Bütün dağ, ormanlık alan tamamen delik deşik edilmişti. Yer yer sondaj kuyuları açılmıştı ve sondaj kuyuları sayısız sondaj kuyusuna rastladık. Demek ki bu 5 yıllık süreç içinde burada ciddi anlamda sondajlar yapılmıştı. Sondajların her birinde de Cengiz Holding Eti Bakır İşletmeleri’ne ait etiketleri gördük. Sadece sondaj kuyularında değildi bu gördüğümüz etiketler. Tüm ormanlık alan levhalandırılmış. Bu levhalarda Eti Bakır’ın dışında bir de etiketlerdeki isimlerden birisi de TÜPRAG adı verilen yüzde 100 Kanadalı bir firmanın olduğunu biliyoruz. Kanadalı şirket Türkiye’de yaptığı izinsiz sondajlarla ünlü. Kaçak sondajlarıyla sürekli mahkemelik oluyor. Alpagut bölgesinde güzelim bir ormanlık alan var. Toplamı 672 hektarlık bir alanda yapılacak bu maden araması. Bunun 542 hektarı da ormanlık alana denk geliyor. Öncelikle yüz binlerce ağaç kesilecek bu bölgede. Bu bölge tamamen ormanlık bölge. Ardından toprak sıyrılacak. Kayalar parçalanacak. Dinamikler patlayacak. Tozlar, zehirli salınımlar doğaya zarar verecek. O bölgede yer altı suları var. Onlar kaybolacak. Orada vatandaşlara bir şey söylenmiş. Dediler ki, burada tarımsal amaçlı sulama göleti yapılıyor. Vatandaşların bilgisi bu yönde. Biz bölgeye gittik. O göleti de gördük. Gölet tamamen kayaların ortasında bir alan açılmış ve açılan bu alanda biz anladık ki, bu şekilde yapılan bir sulama göleti değil. Ormanlık alanda kayalar alınmış ve çalışmalar yürütülüyor burada.

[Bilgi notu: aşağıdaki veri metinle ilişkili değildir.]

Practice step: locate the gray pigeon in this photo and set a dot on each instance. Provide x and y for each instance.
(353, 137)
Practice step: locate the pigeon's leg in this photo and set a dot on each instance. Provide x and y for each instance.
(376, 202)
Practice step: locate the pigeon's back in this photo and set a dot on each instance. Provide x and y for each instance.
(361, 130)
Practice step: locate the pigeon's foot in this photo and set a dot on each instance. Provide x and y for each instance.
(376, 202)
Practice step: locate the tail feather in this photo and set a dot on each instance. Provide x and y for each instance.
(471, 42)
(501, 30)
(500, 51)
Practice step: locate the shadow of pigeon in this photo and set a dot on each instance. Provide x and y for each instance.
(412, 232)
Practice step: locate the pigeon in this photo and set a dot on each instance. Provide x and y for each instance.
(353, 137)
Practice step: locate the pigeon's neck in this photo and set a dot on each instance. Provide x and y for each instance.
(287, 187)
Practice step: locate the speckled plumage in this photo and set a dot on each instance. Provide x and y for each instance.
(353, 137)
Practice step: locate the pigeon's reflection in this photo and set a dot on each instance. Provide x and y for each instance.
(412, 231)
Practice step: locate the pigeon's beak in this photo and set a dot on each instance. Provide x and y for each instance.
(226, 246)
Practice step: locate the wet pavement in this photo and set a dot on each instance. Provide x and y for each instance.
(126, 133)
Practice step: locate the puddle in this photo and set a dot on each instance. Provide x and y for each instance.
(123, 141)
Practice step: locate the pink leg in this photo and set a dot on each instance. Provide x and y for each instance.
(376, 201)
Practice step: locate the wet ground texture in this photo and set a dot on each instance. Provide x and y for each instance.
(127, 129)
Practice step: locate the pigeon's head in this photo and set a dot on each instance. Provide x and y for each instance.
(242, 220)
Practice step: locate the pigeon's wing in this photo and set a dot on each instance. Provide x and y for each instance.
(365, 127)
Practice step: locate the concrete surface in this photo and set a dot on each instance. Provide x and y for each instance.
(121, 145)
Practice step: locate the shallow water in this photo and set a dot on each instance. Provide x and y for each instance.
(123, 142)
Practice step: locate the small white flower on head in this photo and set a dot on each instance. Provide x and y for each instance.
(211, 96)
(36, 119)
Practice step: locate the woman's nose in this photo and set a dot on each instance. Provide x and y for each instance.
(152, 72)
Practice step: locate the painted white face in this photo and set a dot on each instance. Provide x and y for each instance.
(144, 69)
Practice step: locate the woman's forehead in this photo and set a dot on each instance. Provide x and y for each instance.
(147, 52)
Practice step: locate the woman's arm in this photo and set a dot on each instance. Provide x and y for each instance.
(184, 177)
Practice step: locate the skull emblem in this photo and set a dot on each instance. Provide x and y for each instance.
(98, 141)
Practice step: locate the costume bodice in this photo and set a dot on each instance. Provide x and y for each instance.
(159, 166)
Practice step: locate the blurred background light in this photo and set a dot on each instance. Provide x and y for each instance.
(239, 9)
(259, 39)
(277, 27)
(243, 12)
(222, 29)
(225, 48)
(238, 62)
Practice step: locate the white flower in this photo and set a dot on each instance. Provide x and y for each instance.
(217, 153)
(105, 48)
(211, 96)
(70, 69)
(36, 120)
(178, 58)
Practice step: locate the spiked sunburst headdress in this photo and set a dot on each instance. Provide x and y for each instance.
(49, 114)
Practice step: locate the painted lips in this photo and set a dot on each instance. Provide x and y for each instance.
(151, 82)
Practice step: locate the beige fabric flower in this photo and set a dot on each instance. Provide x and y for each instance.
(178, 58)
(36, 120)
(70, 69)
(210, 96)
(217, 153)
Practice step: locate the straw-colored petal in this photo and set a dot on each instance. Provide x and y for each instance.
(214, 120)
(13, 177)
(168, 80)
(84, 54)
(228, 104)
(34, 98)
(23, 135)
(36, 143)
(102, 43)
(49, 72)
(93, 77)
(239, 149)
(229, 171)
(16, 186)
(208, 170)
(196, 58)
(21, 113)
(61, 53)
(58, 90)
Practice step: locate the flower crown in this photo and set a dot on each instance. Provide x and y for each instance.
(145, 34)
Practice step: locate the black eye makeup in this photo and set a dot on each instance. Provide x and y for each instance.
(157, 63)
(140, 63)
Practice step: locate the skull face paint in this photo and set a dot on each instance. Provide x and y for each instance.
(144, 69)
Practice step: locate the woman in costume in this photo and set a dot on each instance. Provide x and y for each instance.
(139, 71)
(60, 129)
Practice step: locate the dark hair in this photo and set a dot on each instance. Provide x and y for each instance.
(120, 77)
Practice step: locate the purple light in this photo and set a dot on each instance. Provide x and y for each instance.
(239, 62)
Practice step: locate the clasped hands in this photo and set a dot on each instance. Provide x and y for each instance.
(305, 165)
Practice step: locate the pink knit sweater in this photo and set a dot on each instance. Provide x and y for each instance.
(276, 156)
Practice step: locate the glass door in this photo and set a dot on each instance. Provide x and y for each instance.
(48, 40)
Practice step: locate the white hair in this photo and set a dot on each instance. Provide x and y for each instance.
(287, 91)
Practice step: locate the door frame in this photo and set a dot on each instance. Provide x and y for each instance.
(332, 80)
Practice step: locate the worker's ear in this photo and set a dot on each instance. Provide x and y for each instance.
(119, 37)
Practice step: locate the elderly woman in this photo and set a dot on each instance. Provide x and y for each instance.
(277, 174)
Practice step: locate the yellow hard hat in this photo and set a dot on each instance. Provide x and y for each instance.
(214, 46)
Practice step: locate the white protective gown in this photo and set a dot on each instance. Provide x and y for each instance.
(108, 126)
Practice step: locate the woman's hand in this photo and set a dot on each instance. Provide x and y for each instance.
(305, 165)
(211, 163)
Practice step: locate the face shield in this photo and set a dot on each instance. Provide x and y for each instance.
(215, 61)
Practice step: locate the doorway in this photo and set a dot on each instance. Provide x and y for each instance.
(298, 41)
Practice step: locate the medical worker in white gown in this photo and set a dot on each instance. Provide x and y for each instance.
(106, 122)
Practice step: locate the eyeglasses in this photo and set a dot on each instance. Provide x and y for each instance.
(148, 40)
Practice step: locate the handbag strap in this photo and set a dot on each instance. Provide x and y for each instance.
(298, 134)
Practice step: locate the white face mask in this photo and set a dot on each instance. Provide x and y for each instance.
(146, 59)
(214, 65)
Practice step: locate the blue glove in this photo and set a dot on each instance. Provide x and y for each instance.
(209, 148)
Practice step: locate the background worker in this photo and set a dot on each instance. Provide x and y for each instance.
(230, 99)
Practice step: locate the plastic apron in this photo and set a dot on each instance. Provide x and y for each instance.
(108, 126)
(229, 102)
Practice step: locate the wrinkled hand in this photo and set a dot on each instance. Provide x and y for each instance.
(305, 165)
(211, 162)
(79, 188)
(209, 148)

“CHP’Lİ BELEDİYELER OLMASAYDI ESKİŞEHİR’E KÖMÜRLÜ TERMİK SANTRAL YAPILACAKTI”
Biz Eskişehirliler olarak hep beraber Alpu kömürlü termik santralini engellemiştik. Eğer CHP’li belediyelerin duyarlılığı olmasaydı belki termik santral şu anda işliyor olacaktı ve biz bugün termik santralin çevreye yaratmış olduğu sorunları konuşuyor olacaktık Eskişehir olarak. Dolayısıyla bu konu gerçekten şu anda son derece önemli. Yerel yönetimlerin havasını, suyunu, toprağını korumasında da çok önemli bir işlevi var. Yani biz Eskişehir’imizde yeni bir İliç façası yaşanmasını istemiyorsak, zehir solumak, içmek istemiyorsak, kanser ve solunum hastalıkları nedeniyle hasta olmak istemiyorsak tam da yerel seçim öncesinde bu konuyu konuşmalıyız. Biz CHP’li adaylarımızın ve belediyelerimizin bu konudaki duyarlılıkları çok belli. Büyükşehir belediyemiz 25 yıldır tarım topraklarımızın korunması konusunda, suyumuzun, havamızın korunması konusunda gerektiğinde yasal süreçleri işleterek büyük başarılar elde etti. Adayımız Sayın avukat Ayşe Ünlüce belediyede olmadığı dönemde bile baroda hukuk komisyonlarında bu konuda inanılmaz mücadele verdi. Bu nedenle biz geçmişe güven, geleceğe inan diyoruz. Biz CHP’liler bu konuda duyarlılığımızı geçmişte olduğu gibi geleceğe yönelikte de çok açık bir şekilde ortaya koyuyoruz. Ancak diğer adaylardan biz hiçbir şekilde çevre duyarlılığı konusunda bugüne kadar tek bir söz duymadık. AKP’li bakanlar gelip gidiyor. Çevre ve Şehircilik Bakanı geldi gitti. Bir sürü konuda söz etti. Ama biliyorsunuz ÇED başvurusu aslında tam da kendisini ilgilendiriyor. Bu konuda tek bir cümle söylemedi.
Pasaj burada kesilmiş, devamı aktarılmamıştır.